Window crashes, also known as bird strikes, kill millions of birds with *every* migration. You might not think it happens to you, but it does. And we can stop it.

I actually did, detailed in a later blog post – Fritted, decorated windows preventing bird crashes: Weird no more

When I was in Toronto this week, I saw a newly constructed glass building in the new West Don Lands area that used bird-friendly glass, with dots impregnated into the glass every 8-10 cm (ideally, though, it should be every 5 cm).  Birds need to see that the reflective glass is not “air to fly through,” so interruptions or obstructions in the reflected light are necessary.

The Corktown Common park was a joy to visit.

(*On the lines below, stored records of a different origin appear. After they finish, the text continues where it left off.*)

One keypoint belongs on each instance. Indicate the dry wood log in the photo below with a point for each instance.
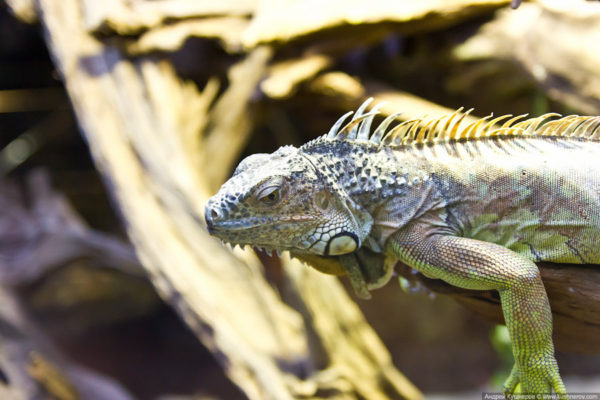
(148, 132)
(572, 289)
(573, 294)
(285, 21)
(49, 234)
(556, 42)
(135, 16)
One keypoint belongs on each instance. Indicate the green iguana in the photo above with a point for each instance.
(475, 206)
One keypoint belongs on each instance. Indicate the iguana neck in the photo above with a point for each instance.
(393, 186)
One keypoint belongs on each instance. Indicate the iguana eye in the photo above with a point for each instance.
(269, 195)
(322, 200)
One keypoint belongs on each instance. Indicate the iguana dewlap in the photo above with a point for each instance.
(473, 205)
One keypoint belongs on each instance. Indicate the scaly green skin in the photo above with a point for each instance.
(477, 212)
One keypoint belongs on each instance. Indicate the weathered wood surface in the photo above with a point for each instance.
(163, 146)
(155, 138)
(556, 42)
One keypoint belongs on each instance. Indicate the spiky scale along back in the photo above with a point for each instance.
(449, 128)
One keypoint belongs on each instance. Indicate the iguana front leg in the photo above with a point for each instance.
(474, 264)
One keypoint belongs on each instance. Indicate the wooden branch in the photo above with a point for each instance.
(136, 116)
(32, 368)
(49, 234)
(288, 20)
(135, 16)
(573, 294)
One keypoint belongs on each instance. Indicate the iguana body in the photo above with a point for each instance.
(475, 206)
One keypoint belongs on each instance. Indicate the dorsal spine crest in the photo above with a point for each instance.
(448, 128)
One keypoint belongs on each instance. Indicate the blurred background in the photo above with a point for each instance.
(265, 74)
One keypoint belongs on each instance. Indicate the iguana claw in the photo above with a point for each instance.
(539, 378)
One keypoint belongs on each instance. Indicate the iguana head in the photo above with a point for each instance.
(280, 201)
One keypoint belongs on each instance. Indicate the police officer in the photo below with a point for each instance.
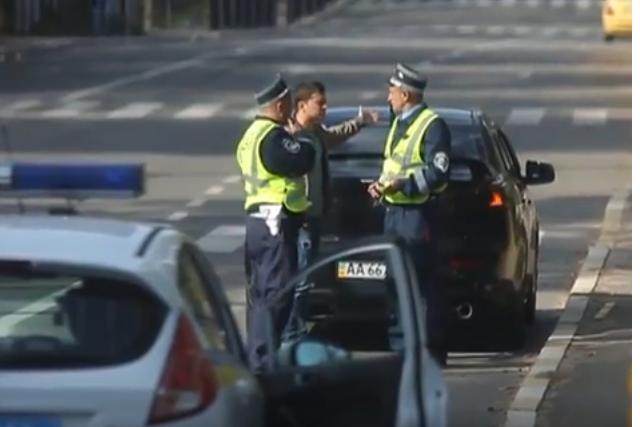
(415, 170)
(273, 165)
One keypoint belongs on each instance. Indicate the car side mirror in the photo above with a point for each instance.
(310, 353)
(313, 353)
(539, 173)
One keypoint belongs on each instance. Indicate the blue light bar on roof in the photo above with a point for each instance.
(71, 181)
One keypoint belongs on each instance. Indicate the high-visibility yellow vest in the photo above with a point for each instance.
(405, 159)
(260, 185)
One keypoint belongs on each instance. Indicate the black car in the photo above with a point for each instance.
(488, 230)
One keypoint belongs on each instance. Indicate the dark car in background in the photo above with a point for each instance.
(487, 225)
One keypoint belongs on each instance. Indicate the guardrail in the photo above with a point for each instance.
(102, 17)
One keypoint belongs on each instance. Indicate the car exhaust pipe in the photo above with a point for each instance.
(464, 311)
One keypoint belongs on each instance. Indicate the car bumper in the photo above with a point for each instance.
(479, 301)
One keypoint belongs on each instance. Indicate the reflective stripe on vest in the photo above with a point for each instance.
(405, 159)
(261, 186)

It has a constructed wetland that they seeded well with native species. It has reeds, duckweed, and native water fleur-de-lys, making it a wonderful habitat for birds. I only wish it were larger, but that it is so accessible to wandering humans means they have a chance to see nature they won’t otherwise see. It whets the appetite for the real thing.

On the walk to the park, we also saw a lone swan nesting, or resting, by the viaduct. It was strange to see that in a “no-man’s-land” off the eastern part of downtown, but as always, it was welcome. I also saw a red-wing blackbird feeding his nestlings. Or, more like, I saw him arrive with food, heard the cacophony of chirps, and then saw him fly off to get more.

Toronto is in the middle of a flyway. Though we need to carry out bird-friendly design (and leaving some places alone to be wild) everywhere, Toronto recognizes its problem, and the bylaws require bird crash prevention – new buildings need to have bird-friendly glass.